Składki nie mają również znaczenia w procesie rokowań zbiorowych, gdyż nie podlegają negocjacjom pomiędzy związkiem a Porozumieniem Producentów Filmowych i Telewizyjnych. Ustala je Rada Krajowa SAG-AFTRA, która musiałaby przeprowadzić odrębny proces, polegający na sprzedawaniu dobrze zarabiających aktorów z myślą o większym płaceniu związkowi.

I choć SAG-AFTRA prawdopodobnie przydałaby się na dodatkowe pieniądze, związek nie odczuwa spadku składek. Związek zgłosił, że w ubiegłym roku podatkowym otrzymał 127 milionów dolarów, co stanowi znaczny wzrost w porównaniu z rokiem poprzednim, gdy produkcja wzrosła do poziomu sprzed pandemii.

W opublikowanym w czwartek wieczorem na Instagramie filmie Fran Drescher, prezes SAG-AFTRA, wyjaśniła, że ​​składki nie mogą być wykorzystywane do finansowania planów emerytalnych i zdrowotnych.

„To coś w rodzaju jabłek i pomarańczy” – wyjaśniła. A podwyżka składek, stwierdziła, „nie ma żadnego wpływu na umowę, o którą negocjujemy”.

Warto przeczytać!  Kanye West zdejmuje przezroczyste legginsy Bianki Censori, odsłaniając jej POLICZKI, gdy ta udaje się do Cheesecake Factory w centrum handlowym w jeszcze innym wyraźnym stroju… pośród obaw o jego kontrolę nad nią

Struktura resztkowa „od dołu do góry”.

Grupa proponuje również strukturę rezydualną, w której podmioty o najniższych dochodach otrzymywałyby wynagrodzenie w pierwszej kolejności, a osoby o najwyższych dochodach otrzymywałyby resztę na końcu.

Wydaje się, że myli to pozostałości z udziałem w zyskach. Aktorzy z listy A mogą negocjować procent zysków, który jest wypłacany na zapleczu w systemie „kaskadowym”. W miarę jak napływają większe zyski, pieniądze zaczynają płynąć w dół, dlatego duże znaczenie ma to, gdzie aktor znajdzie się w wodospadzie.

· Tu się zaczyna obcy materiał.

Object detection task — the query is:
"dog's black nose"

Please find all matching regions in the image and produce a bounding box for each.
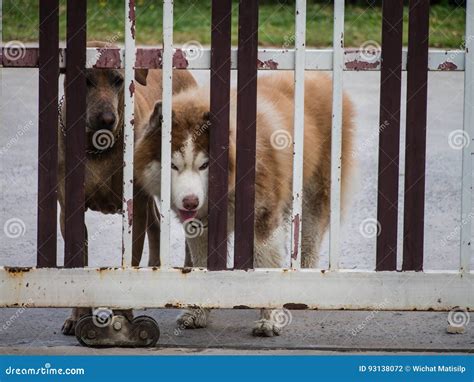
[98,111,115,129]
[183,195,199,211]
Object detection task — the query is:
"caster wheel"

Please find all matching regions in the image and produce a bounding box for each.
[132,316,160,347]
[75,315,160,347]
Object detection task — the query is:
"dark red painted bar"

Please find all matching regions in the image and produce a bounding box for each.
[402,0,430,271]
[207,0,232,270]
[376,0,403,271]
[234,0,258,269]
[64,0,87,267]
[36,0,59,267]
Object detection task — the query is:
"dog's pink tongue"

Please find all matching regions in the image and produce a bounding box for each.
[179,210,197,222]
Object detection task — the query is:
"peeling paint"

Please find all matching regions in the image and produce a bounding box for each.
[128,0,135,40]
[127,199,133,227]
[135,49,163,69]
[283,302,308,310]
[291,214,300,260]
[345,60,380,71]
[438,61,458,71]
[4,267,31,276]
[173,49,189,69]
[257,59,278,70]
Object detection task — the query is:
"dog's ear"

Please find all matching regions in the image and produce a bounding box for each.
[135,69,148,86]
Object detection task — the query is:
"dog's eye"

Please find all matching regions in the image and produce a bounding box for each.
[114,76,123,87]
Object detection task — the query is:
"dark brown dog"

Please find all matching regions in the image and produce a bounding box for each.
[58,42,196,334]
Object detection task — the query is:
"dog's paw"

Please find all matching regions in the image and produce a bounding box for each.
[252,319,282,337]
[176,309,207,329]
[61,317,77,336]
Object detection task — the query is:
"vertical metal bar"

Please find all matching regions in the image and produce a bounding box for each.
[460,1,474,272]
[122,0,135,267]
[207,0,232,270]
[234,0,258,269]
[160,0,173,268]
[375,0,403,271]
[329,0,344,270]
[291,0,306,268]
[36,0,59,267]
[402,0,430,271]
[64,0,87,267]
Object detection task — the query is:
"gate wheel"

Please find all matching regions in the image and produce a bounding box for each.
[75,315,160,347]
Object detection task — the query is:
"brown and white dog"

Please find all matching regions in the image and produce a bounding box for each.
[135,73,353,336]
[58,41,196,334]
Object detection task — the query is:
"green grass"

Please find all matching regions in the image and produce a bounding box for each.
[3,0,465,48]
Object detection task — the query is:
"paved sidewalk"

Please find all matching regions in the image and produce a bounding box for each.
[0,309,474,354]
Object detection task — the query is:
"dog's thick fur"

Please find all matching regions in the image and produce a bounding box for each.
[135,73,353,336]
[58,42,196,334]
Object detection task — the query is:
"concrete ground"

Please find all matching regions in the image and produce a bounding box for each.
[0,309,474,354]
[0,69,474,352]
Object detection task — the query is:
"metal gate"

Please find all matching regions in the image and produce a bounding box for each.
[0,0,474,310]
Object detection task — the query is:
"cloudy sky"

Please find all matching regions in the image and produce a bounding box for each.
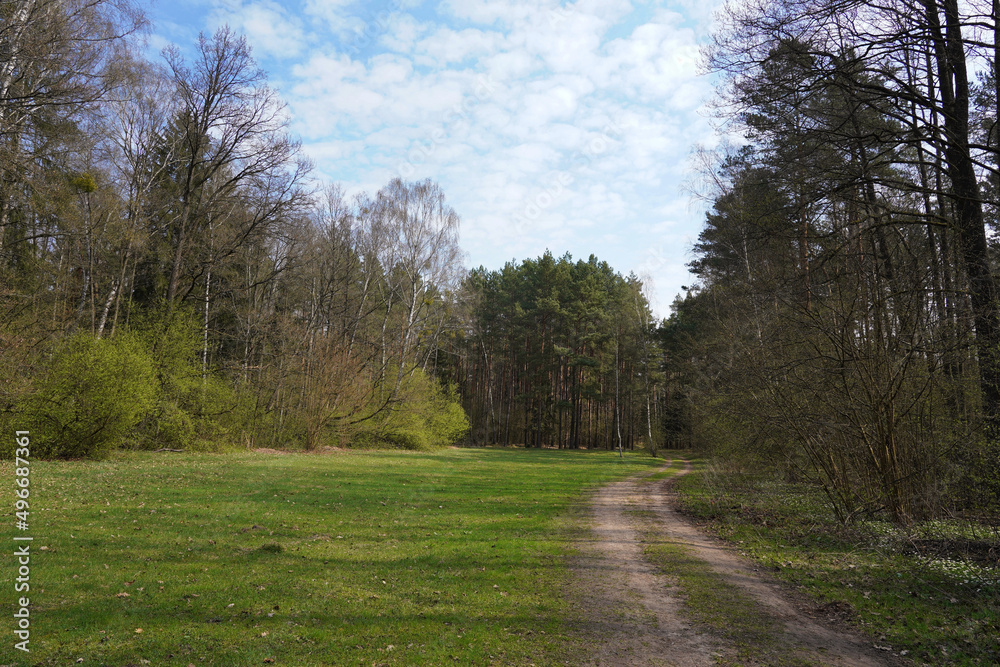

Nie tak działają pozostałości. Resztę wypłaca się jednocześnie każdemu, kto jest jej dłużny. Za każdym razem, gdy projekt jest sprzedawany nowemu medium lub ponownie emitowany w telewizji, umowy związkowe dokładnie określają, kto i co jest winien. Pozostałości nie mają nic wspólnego z zyskami. Nie ma „wodospadu” i nie ma znaczenia, gdzie znajduje się aktor.

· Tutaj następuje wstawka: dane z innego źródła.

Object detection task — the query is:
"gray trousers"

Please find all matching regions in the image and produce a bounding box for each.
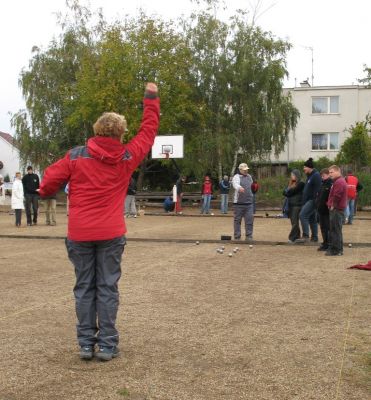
[66,236,126,347]
[233,203,254,239]
[125,194,137,215]
[329,209,344,253]
[24,193,39,224]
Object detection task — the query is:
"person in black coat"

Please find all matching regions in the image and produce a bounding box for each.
[22,165,40,226]
[283,169,305,243]
[316,168,332,251]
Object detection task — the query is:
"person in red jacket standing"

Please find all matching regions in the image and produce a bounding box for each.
[201,175,213,214]
[39,83,160,361]
[326,165,348,256]
[345,170,360,225]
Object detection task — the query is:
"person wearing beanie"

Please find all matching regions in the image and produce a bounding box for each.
[201,175,213,214]
[283,169,305,243]
[39,83,160,361]
[316,168,332,251]
[325,165,348,256]
[22,165,40,226]
[296,158,322,243]
[232,163,254,241]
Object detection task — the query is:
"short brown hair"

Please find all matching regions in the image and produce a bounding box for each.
[93,112,127,138]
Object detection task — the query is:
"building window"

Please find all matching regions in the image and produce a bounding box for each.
[312,132,339,151]
[312,96,339,114]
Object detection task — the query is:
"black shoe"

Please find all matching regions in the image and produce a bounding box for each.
[95,346,120,361]
[80,346,94,360]
[325,250,343,256]
[317,245,328,251]
[295,236,310,243]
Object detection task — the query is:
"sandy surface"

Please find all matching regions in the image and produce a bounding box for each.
[0,213,371,400]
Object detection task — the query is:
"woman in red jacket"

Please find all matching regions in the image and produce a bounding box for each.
[39,83,160,361]
[201,175,213,214]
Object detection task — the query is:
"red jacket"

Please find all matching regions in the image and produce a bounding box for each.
[327,176,348,210]
[345,174,358,200]
[40,99,160,241]
[202,181,213,194]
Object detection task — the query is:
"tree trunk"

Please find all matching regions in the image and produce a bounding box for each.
[137,158,147,191]
[231,145,240,176]
[218,145,223,182]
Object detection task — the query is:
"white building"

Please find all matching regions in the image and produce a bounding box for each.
[0,132,21,182]
[271,82,371,163]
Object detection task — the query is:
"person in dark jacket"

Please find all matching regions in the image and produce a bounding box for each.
[219,175,231,214]
[296,158,322,243]
[283,169,305,243]
[175,176,187,214]
[326,165,348,256]
[40,83,160,361]
[41,193,57,226]
[125,177,137,218]
[22,165,40,226]
[316,168,332,251]
[201,175,213,214]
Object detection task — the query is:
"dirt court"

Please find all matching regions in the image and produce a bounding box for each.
[0,212,371,400]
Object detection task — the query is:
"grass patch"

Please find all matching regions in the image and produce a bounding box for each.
[117,388,130,397]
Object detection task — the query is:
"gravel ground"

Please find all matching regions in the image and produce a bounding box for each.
[0,213,371,400]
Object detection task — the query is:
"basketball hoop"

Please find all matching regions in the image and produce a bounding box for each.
[162,145,173,160]
[162,151,170,160]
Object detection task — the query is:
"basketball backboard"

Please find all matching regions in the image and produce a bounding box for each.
[152,135,183,158]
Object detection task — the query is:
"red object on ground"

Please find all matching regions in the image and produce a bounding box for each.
[348,260,371,271]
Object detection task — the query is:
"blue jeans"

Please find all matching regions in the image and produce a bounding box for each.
[220,193,228,214]
[201,194,211,214]
[66,236,126,347]
[299,200,318,239]
[345,199,355,224]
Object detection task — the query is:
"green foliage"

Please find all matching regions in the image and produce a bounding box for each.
[256,175,289,208]
[335,115,371,171]
[356,172,371,207]
[12,0,298,186]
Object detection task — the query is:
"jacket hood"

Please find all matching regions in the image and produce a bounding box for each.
[291,169,301,181]
[88,136,125,164]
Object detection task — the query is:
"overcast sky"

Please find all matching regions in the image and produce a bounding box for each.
[0,0,371,134]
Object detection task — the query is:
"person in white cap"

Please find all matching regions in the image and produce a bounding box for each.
[232,163,254,241]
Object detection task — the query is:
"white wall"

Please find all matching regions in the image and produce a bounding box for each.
[271,85,371,162]
[0,137,21,181]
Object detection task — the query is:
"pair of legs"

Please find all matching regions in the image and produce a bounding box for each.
[299,200,318,241]
[44,199,57,225]
[201,194,211,214]
[25,193,39,225]
[66,236,126,349]
[328,209,344,254]
[288,207,301,242]
[220,193,228,214]
[319,214,330,250]
[175,195,182,213]
[14,208,22,226]
[125,194,137,217]
[233,203,254,239]
[345,199,356,225]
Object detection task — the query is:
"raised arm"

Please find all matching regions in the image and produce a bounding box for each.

Drescher odniosła się również do pozostałej propozycji w swoim filmie na Instagramie.

„Zostało to sprawdzone przez naszych bardzo doświadczonych związkowych pracowników kontraktowych, negocjatorów i prawników i stwierdzili, że niestety nie jest to pewne” – powiedziała. „Szczerze mówiąc, jest to bardzo złożony domek z kart”.

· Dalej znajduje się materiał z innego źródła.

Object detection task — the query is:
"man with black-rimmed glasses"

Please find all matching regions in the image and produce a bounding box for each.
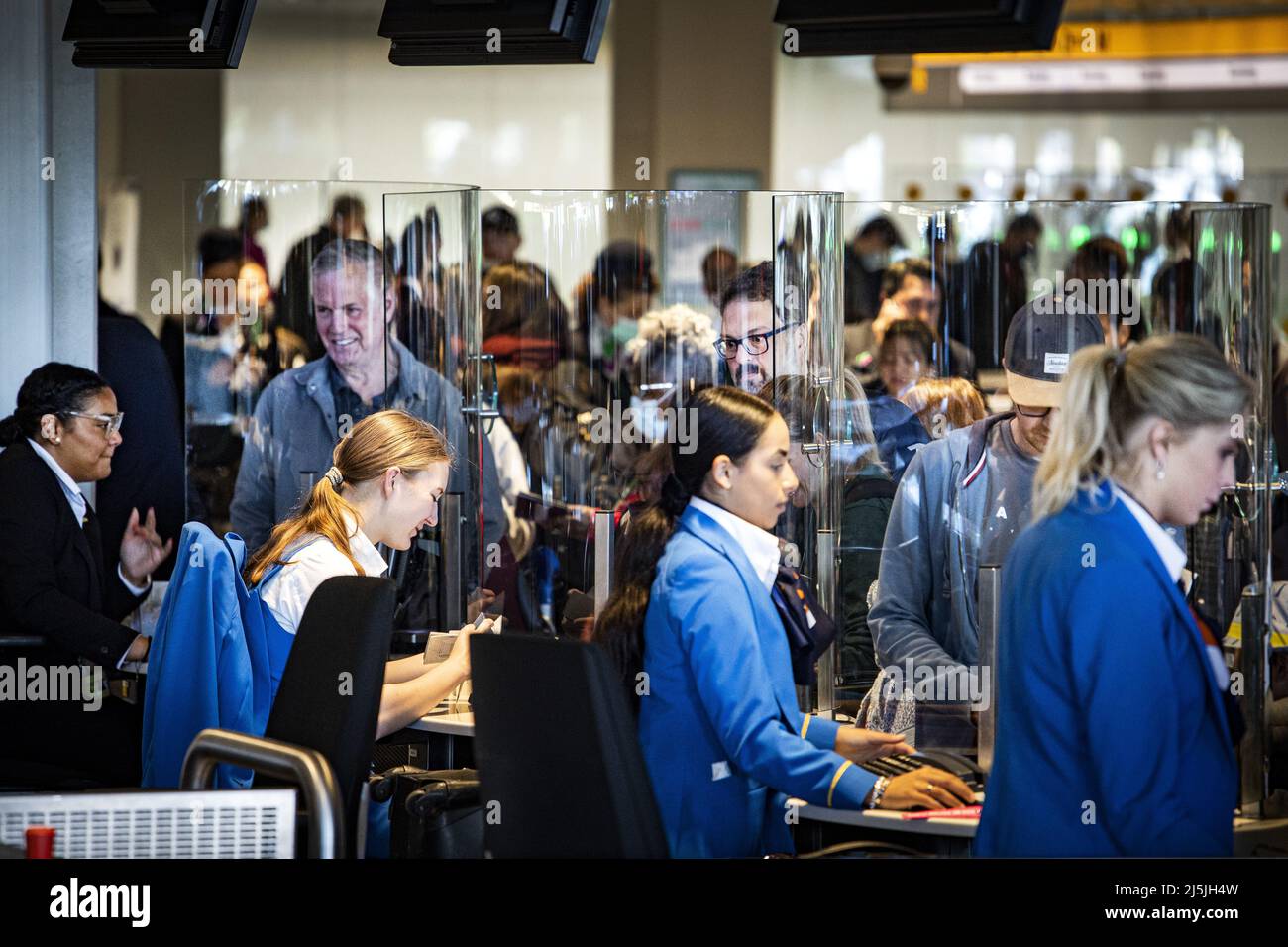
[715,261,808,394]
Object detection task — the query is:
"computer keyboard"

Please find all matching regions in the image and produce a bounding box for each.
[860,750,984,801]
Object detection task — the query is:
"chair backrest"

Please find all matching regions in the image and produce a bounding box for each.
[264,576,396,852]
[471,634,667,858]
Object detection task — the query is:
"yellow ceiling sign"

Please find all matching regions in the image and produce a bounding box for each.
[913,17,1288,68]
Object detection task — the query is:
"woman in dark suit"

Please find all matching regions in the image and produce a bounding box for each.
[975,335,1250,857]
[0,362,174,786]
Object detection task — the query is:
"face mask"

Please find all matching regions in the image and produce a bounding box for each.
[604,320,639,356]
[631,394,666,443]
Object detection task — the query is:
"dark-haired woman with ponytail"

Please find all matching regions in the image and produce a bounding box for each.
[975,335,1252,857]
[0,362,174,788]
[596,388,971,857]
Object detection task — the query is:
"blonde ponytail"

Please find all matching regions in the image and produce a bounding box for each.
[245,411,452,585]
[1033,334,1252,520]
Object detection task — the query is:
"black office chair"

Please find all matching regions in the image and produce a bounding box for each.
[471,634,667,858]
[263,576,398,853]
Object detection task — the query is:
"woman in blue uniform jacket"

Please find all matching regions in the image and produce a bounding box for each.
[596,388,970,857]
[975,335,1250,857]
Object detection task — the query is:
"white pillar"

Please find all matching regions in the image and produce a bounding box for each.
[0,0,98,416]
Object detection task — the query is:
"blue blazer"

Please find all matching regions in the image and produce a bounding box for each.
[639,507,876,857]
[142,523,295,789]
[974,484,1237,857]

Warto przeczytać!  Jennifer Lopez błyszczy w przezroczystej sukni i ponad 100 karatach diamentów na czerwonym dywanie Met Gala 2024

Innymi słowy, żadna z tych propozycji nie rozwiązuje problemów, które przez 98 dni trzymały aktorów w strajku. Do tych kwestii należą: propozycja Unii dotycząca płacenia aktorom części dochodów strumieniowych, podwyższenie minimalnych stawek, aby dotrzymać kroku inflacji oraz regulacje dotyczące sztucznej inteligencji.

Wydaje się, że motywacją propozycji jest szczera chęć zakończenia strajku połączona z poczuciem szlachta zobowiązanaco sugeruje, że dobrze zarabiające podmioty powinny poświęcić się, aby osiągnąć to rozwiązanie.

Z punktu widzenia Komitetu Negocjacyjnego SAG-AFTRA propozycja wydaje się jednak osłabiać poczucie jedności i zaangażowania w propozycje komisji – co jest kluczem do osiągnięcia najlepszego możliwego porozumienia. Sugeruje to również, że dobrze zarabiający aktorzy powinni w jakiś sposób wkroczyć, aby zapłacić za rzeczy, za które studia odmówiły zapłaty, zmniejszając w ten sposób presję na studia, aby się wysilały.

Zapytana, co aktorzy z „A-listy” mogliby zrobić, aby pomóc w osiągnięciu rozwiązania, jedna osoba bliska rozmowom zasugerowała, aby przyłączyli się do linii pikiet.